It's hard to say what length should be because it could mean different things. How many u8 values there are? How many graphemes are present?
If it's just counting how many u8's in a slice, that's trivial. But storing the total number of variable-length graphemes isn't. I assume that's why Data.Text's length function is O(n), and other languages that have UTF-16 or UTF-8 strings also have length functions that are linear.
Graphemes? Strings can be expected to be transformed so that they contain the "right" type of characters (in particular, plain letters followed by the respective combining diacritical marks vs a smaller number of precomposed accented letters) before asking about their length, which is how many characters they contain. If you want to count "graphemes" you can have a different function and possibly a separate cached result.

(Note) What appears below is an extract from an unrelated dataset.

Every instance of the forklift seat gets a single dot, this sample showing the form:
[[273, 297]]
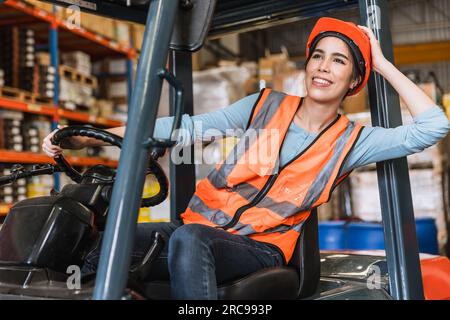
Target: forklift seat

This in theory. It is readily apparent from the Data.Text page at https://hackage.haskell.org/package/text-1.2.2.2/docs/Data-T... that the authors care about performance only selectively ("fusion" of buffer allocations is fun, relatively messy data structures to cache important data such as string length are not fun), and that they don't care enough about Unicode to add serious string-level abstractions over the Unicode tables exposed in the Char type.
If it's just counting how many u8's in a slice, that's trivial. But storing the total number of variable-length graphemes isn't. I assume that's why Data.Text's length function is O(n), and other languages that have UTF-16 or UTF-8 strings also have length functions that are linear.